Life

Stephen Colton's Take on Nature: Honeysuckle's heaven scent for the summer

The old Irish saying, ‘chomh righin leis an táith-fhéithleann’ means 'as tough as the honeysuckle'
The old Irish saying, ‘chomh righin leis an táith-fhéithleann’ means 'as tough as the honeysuckle'

DURING the many recent balmy summer evenings, the sweet, scented fragrance of honeysuckle flowers wafted through the night air of my garden just the way Alfred Tennyson describes with his words, '...how sweetly smells the honeysuckle in the hush'd night....' (1859).

Also known as Woodbine, because of its twisting, binding nature, Lonicera periclymenum is a deciduous woody climber which twines itself over and through other shrubs and hedgerows.

Often reddish outside, its creamy, tubular flowers turn to a yellow colour after pollination. A native plant, it flowers on through to September before its poisonous scarlet berries form in clusters to provide important food for birds. Its winding stems, reddish at first, become brown and woody with age, giving honeysuckle the power and strength much attributed to it in Celtic legend.

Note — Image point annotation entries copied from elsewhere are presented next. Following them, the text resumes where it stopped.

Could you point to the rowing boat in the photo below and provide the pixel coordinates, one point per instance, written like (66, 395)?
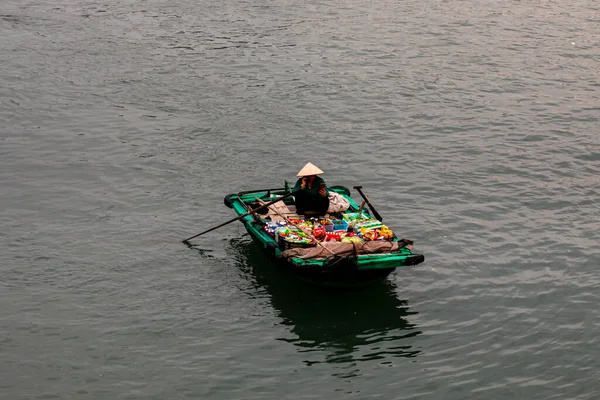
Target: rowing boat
(332, 264)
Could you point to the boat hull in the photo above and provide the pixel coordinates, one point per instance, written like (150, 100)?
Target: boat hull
(341, 272)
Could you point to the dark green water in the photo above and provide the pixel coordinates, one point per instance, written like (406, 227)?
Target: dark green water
(472, 126)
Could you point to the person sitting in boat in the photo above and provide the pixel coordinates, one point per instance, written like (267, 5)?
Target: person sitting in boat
(312, 196)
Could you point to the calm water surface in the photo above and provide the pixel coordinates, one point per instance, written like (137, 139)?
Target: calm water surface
(472, 126)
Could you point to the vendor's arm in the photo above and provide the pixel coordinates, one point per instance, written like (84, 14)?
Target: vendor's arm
(298, 185)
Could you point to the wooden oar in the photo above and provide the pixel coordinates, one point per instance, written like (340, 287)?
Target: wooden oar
(297, 226)
(375, 213)
(362, 205)
(252, 211)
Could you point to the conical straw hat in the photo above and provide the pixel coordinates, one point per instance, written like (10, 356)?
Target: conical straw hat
(309, 169)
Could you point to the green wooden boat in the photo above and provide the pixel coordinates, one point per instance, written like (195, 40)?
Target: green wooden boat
(350, 271)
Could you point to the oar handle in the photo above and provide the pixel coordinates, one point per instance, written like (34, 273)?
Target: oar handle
(364, 196)
(252, 211)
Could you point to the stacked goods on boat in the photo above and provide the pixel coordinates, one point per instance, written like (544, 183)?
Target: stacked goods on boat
(352, 228)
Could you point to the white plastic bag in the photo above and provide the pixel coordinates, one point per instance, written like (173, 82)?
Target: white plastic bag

In Táin Bó Cúailnge or The Cattle Raid of Cooley, Cúchulainn is provoked into continuing to fight Ferdia, his childhood friend, by being told that Ferdia has, ‘bested you as woodbine binds trees’. This reputation for the plant’s toughness and ability to choke the growth of any tree led to the old Irish saying, ‘chomh righin leis an táith-fhéithleann’, as tough as the honeysuckle.

As well as féithleann, another of its Irish names is bainne gamhna, or literally calve’s milk, a reference to the flower’s sweet nectar. A favourite pastime of children was to suck the flowers for their sweet taste – hence the name, honeysuckle.

Some localised names given to the plant point to similar activities and include the Somerset name ‘sweet suckle’ and ‘sucklings’, which is used in East Anglia. (Grigson; The Englishman's Flora, 1955). Other names for the flower include ‘lady’s fingers’ and ‘trumpet flowers’ and although more commonly attributed to sweet briar rose, Chaucer referred to honeysuckle as ‘eglantine’, the name still used in North Yorkshire.

Honeysuckle leaves were said to be a favourite food of goats with the Latin for the honeysuckle family caprifoliaceae, coming from capri folium, meaning ‘goats’ leaf’, a common name still used for the plant.

Honeysuckle has long been a symbol of fidelity and love, with strong romantic associations, tts clinging nature emphasising, perhaps, the bond of devotion and affection between two people. It was also believed that if the blooms were brought into the house then a wedding would follow within a year.

Shakespeare makes reference to honeysuckle in a romantic setting in A Midsummer Night's Dream when the fairy queen Titania says to the weaver, Bottom:

'Sleep thou, and I will wind thee in my arms.

So doth the woodbine the sweet honeysuckle ?Gently entwist'.

As with so many of our native plants, honeysuckle has been used for medicinal and other purposes through the centuries. Peter Wyse Jackson, (Ireland’s Generous Nature, 2014), notes many of these, including its use to treat inflammation of the mouth, toothaches and jaundice.

Because the leaves and flowers of the honeysuckle are rich in salicylic acid, other sources have claimed they were used to relieve headaches, colds, flu, fever, arthritis and rheumatism. Lady Wilde (1890), mother of writer Oscar Wilde, quoted a cure for epilepsy, from an old manuscript dated around 1450 in the Library of the Royal Irish Academy, which detailed how salt and white snails were mixed with 7lb of woodbine leaves to produce a paste which, applied as a poultice, would cure the afflicted within nine days.

The plant has also found its way into local placenames such as the townland of Stranafeley near Maguiresbridge, Co Fermanagh – Srath na Féithle, riverbottom of the honeysuckle.

Enjoy this heavenly scent of summer, wherever you find it.